Dispora NTT Catatkan Sejarah Baru, Bentuk PLDD untuk Atlet Disabilitas
- 08 Apr 2026 16:23 WIB
- Kupang
RRI.CO.ID, Kupang - Pemerintah Nusa Tenggara Timur (NTT) melalui Dinas Kepemudaan dan Olahraga mencatatkan sejarah dan harapan baru kepada Atlet Penyandang Disabilitas di NTT. Catatan sejarah yang dimaksud adalah, membentuk Sentra Pendidikan dan Latihan Disabilitas Daerah (PLDD).
Terbentuknya PLDD menjadi kabar gembira bagi Pengurus, Pelatih, dan Atlet NPCI NTT, bahkan orang tua dan pemerhati atlet disabilitas Nusa Tenggara Timur. Karena catatan NPCI NTT, mereka sudah menanti dalam kurun waktu puluhan tahun, agar dihadirkan sebuah sentra pendidikan dan latihan olahraga kepada Atlet Penyandang Disabilitas.
Kepala Dinas Kepemudaan dan Olahraga NTT melalui Kepala Bidang Pembudayaan Olahraga, Hermensen Balo kepada RRI di Stadion Oepoi Kota Kupang, Selasa 7 April 2026 petang usai pembukaan sentra PLDD menyampaikan, salah satu alasan utama Pemerintah membentuk Sentra Pendidikan Latihan Disabilitas Daerah, karena para atlet Penyandang Disabilitas Nusa Tenggarav Timur sudah mencatatkan segudang prestasi. Catatan prestasi tersebut menurut Hermensen Balo, tidak saja di level nasional seperti Pekan Paralimpic Nasional atau Peparnas, Pepapernas (Pekan Paralimpic Pelajar Nasional), akan tetapi hingga Leven Asian Para Games, maupun kejuaraan internasional lainnya.
| Baca juga: PB POBSI Tantang NTT Berprestasi Global |
Salah satu catatan prestasi terakhir altet NPCI NTT berprestasi hingga level Internasional adalah, Alfin Nomleni yang ikut mengharumkan nama Indonesia dengan prestasi tiga medali emas di Asian Para Games Thailand Tahun 2025. Sebagai awal, ada 17 atlet yang direkrut dan tersebar di tiga cabang olahraga, yakni atletik, tenis meja, dan power lifting.
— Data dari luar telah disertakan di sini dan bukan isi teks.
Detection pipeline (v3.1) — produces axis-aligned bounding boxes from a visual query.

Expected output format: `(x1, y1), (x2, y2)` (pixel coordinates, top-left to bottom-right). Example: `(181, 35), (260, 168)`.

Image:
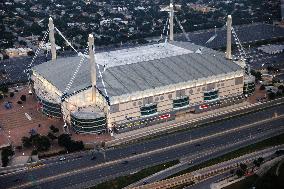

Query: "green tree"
(236, 169), (244, 177)
(58, 134), (71, 147)
(22, 136), (32, 148)
(20, 95), (27, 101)
(0, 84), (8, 93)
(1, 146), (15, 167)
(33, 135), (50, 152)
(240, 163), (248, 172)
(47, 132), (57, 141)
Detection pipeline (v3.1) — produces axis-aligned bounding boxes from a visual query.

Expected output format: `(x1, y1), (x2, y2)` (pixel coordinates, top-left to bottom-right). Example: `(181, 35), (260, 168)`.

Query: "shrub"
(32, 135), (50, 152)
(1, 146), (15, 167)
(0, 84), (8, 93)
(22, 137), (32, 148)
(31, 150), (38, 156)
(20, 95), (27, 102)
(49, 125), (59, 133)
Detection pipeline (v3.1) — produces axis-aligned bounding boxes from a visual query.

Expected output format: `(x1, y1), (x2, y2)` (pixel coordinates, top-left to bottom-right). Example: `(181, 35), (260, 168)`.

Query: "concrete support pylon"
(48, 17), (56, 60)
(88, 34), (97, 103)
(226, 15), (232, 60)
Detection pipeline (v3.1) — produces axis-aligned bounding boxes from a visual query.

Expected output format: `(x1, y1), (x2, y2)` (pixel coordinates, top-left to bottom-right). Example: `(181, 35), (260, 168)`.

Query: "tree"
(1, 146), (15, 167)
(58, 134), (71, 147)
(10, 92), (15, 97)
(31, 150), (38, 156)
(253, 159), (260, 167)
(27, 51), (35, 56)
(236, 169), (244, 177)
(22, 136), (32, 148)
(240, 163), (248, 172)
(268, 92), (276, 100)
(257, 157), (264, 164)
(20, 95), (27, 102)
(0, 84), (9, 93)
(47, 132), (57, 141)
(259, 85), (265, 90)
(49, 125), (59, 133)
(32, 135), (50, 152)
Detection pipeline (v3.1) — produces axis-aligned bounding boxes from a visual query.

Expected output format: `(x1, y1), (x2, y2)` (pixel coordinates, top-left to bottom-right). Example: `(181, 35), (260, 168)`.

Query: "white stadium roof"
(32, 42), (242, 97)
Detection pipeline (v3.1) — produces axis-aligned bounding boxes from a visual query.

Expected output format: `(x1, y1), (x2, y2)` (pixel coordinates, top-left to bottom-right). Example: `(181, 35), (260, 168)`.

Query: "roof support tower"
(48, 18), (56, 60)
(226, 15), (232, 60)
(88, 34), (97, 102)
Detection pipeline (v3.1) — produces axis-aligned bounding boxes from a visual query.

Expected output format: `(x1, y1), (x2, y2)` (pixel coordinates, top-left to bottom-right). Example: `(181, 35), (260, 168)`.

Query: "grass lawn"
(224, 160), (284, 189)
(168, 134), (284, 178)
(90, 160), (179, 189)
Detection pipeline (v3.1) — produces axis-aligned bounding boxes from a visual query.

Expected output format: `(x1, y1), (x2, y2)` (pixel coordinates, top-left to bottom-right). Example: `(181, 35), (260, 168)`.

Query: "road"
(0, 105), (284, 188)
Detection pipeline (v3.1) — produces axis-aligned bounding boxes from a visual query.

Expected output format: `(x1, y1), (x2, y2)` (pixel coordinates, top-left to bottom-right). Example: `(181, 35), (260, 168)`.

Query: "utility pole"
(170, 0), (174, 41)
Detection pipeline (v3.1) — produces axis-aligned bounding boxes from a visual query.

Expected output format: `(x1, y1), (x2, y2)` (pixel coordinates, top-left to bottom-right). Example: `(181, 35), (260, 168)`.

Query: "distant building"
(187, 3), (216, 13)
(5, 48), (33, 58)
(258, 45), (284, 54)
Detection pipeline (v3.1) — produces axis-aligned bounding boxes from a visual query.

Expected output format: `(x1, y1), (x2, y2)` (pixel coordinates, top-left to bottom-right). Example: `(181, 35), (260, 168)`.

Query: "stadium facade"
(31, 14), (254, 133)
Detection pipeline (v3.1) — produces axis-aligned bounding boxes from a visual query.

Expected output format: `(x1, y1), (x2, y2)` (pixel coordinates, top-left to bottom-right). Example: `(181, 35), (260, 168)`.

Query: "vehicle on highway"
(143, 181), (148, 185)
(28, 162), (45, 169)
(59, 156), (66, 161)
(122, 160), (128, 165)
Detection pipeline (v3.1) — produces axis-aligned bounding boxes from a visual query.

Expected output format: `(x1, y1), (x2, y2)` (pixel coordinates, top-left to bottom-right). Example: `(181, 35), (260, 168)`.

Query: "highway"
(0, 105), (284, 188)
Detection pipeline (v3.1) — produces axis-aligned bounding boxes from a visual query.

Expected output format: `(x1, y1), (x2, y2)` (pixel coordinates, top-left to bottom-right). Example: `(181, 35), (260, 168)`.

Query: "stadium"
(31, 13), (254, 134)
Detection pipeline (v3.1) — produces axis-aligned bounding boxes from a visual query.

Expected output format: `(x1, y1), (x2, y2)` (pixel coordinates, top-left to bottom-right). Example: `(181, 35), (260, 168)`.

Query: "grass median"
(113, 99), (284, 148)
(89, 160), (179, 189)
(165, 134), (284, 178)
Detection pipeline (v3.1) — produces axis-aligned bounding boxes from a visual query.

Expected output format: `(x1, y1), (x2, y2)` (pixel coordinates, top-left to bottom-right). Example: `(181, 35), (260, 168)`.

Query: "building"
(5, 48), (33, 58)
(31, 15), (251, 133)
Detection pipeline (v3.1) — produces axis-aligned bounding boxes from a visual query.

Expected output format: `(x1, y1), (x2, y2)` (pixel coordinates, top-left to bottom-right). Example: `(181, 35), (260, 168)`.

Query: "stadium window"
(176, 89), (185, 97)
(140, 104), (157, 116)
(204, 90), (219, 101)
(110, 104), (119, 113)
(173, 96), (189, 108)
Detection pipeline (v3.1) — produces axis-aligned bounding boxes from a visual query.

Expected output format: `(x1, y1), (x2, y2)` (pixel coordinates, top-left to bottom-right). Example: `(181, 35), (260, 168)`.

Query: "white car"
(59, 156), (66, 161)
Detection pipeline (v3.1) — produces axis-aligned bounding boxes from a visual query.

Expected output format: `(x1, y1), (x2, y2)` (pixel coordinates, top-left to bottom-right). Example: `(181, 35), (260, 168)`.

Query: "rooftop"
(33, 42), (241, 100)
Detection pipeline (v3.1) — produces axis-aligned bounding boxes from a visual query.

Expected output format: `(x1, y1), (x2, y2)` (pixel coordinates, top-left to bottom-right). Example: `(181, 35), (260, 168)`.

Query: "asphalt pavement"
(0, 105), (284, 188)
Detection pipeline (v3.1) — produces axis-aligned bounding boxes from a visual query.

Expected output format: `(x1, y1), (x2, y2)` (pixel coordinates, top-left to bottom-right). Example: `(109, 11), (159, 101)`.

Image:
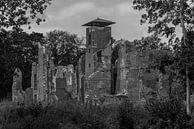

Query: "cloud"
(47, 2), (96, 20)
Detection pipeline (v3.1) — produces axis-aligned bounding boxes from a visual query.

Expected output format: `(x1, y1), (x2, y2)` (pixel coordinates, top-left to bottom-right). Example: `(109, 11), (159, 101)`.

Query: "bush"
(145, 98), (191, 129)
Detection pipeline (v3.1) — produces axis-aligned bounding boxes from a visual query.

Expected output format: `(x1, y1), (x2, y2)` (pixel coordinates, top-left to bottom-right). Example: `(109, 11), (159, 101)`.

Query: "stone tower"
(81, 18), (115, 104)
(83, 18), (115, 77)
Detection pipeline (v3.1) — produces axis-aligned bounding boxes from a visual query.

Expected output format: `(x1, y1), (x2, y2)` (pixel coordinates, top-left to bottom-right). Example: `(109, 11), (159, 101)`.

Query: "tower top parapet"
(82, 17), (115, 27)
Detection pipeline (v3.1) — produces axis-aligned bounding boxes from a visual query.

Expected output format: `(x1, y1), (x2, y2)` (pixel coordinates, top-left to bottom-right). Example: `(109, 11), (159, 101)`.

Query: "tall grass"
(0, 100), (192, 129)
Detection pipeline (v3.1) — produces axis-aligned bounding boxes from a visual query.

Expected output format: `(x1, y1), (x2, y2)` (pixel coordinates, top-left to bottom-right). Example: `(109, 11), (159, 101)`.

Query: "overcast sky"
(23, 0), (147, 41)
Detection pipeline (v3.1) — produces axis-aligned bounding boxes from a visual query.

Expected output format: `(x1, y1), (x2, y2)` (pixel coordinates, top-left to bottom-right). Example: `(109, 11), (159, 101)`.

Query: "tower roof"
(82, 18), (115, 27)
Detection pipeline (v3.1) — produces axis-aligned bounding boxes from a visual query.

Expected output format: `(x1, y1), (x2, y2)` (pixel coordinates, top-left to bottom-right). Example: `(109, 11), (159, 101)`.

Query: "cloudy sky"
(24, 0), (147, 41)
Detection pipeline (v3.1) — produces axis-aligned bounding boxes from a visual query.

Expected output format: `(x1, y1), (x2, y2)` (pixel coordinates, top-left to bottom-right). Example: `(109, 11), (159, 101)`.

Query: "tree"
(133, 0), (193, 115)
(0, 0), (51, 28)
(0, 30), (44, 98)
(46, 30), (85, 66)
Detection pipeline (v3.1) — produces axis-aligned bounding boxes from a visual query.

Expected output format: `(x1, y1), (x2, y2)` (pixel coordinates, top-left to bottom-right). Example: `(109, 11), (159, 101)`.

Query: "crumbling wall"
(12, 68), (24, 103)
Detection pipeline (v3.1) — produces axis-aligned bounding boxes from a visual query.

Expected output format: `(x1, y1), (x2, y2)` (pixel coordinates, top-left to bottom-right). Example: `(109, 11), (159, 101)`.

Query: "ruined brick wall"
(117, 41), (167, 101)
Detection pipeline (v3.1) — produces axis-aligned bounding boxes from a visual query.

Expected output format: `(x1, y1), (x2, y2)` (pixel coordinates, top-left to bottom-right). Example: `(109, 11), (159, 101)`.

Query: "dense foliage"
(46, 30), (85, 66)
(0, 0), (51, 28)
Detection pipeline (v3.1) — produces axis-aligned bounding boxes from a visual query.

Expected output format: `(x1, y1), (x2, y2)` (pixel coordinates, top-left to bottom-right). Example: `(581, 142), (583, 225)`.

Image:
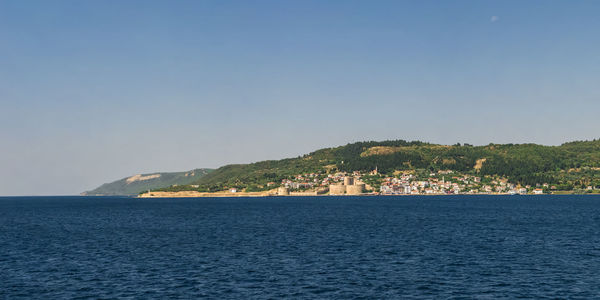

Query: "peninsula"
(132, 140), (600, 197)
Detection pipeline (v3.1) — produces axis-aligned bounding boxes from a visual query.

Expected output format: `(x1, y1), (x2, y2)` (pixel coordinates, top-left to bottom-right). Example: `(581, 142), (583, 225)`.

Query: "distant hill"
(81, 169), (213, 196)
(154, 140), (600, 192)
“Kita harus lihat bahwa mulai dari Peparnas, Asian Para Games, dan even internasional lainnya yang diikuti atlet-atlet Penyadang Disabilitas NTT, mereka memiliki segudang prestasi luar biasa melebihi atlet Non Disabilitas. Ini patut kita apresiasi dan pemerintah perlu menaruh perhatian kepada mereka,” kata Hermensen kepada RRI di Stadion Oepoi Kupang, Selasa 7 April 2026 petang.
“Mereka ini memiliki prestasi melibihi atlet normal, dan kalau mereka tidak mendapat sentra itu masalah besar. Sehingga kita bicara dengan pemerintah, dan pemerintah mengakomudir itu dan memberikan anggaran kepada kita sehingga anggaran itu diberikan kepada Dinas Pemuda dan Olahraga dan cantol di Bidang Pembudayaan Olahraga,” ujarnya lebih lanjut.
| Baca juga: Gubernur NTT Lantik Pengurus KONI TTS Baru |
Mantan atlet tinju Nasional asal NTT ini juga menuturkan, hadirnya PLDD merupakan hal yang wajar dan sudah sepantasnya mereka mendapatkan hak ini, sehingga prestasi mereka lebih bagus lagi. “Karena kemarin lebih dominannya atletik toh, nah sekarang untuk kita menjawab RJMD kita tahun ini kita siapkan tiga cabang olahraga yaitu, atletik, power lifting, dan tenis meja, dengan total 17 atlet,” tuturnya.
Ia merincikan, dari 17 atlet PLDD terbagi atas atlet power lifting sebanyak 2 orang, 2 atlet tenis meja, dan 13 atlet atletik. Dari jumlah tersebut ada atlet inti, dan atlet pendamping atau lapisan kedua, jumlahnya terdiri dari 10 atlet inti, dan 7 atlet pendamping.

Sementara itu, Ketua PLDD NTT, Agus Z.E Petrus menyampaikan, Pendidikan dan Latihan Disabilitas Daerah akan dimulai pada April hingga Oktober 2026. Menurutnya, dalam kurun waktu tujuh bulan penuh, 17 atlet penyandang disabilitas selain berlatih sesuai program kepelatihan, mereka juga akan mengikuti try out ke luar NTT sebagai ajang persiapan Peparnas 2028.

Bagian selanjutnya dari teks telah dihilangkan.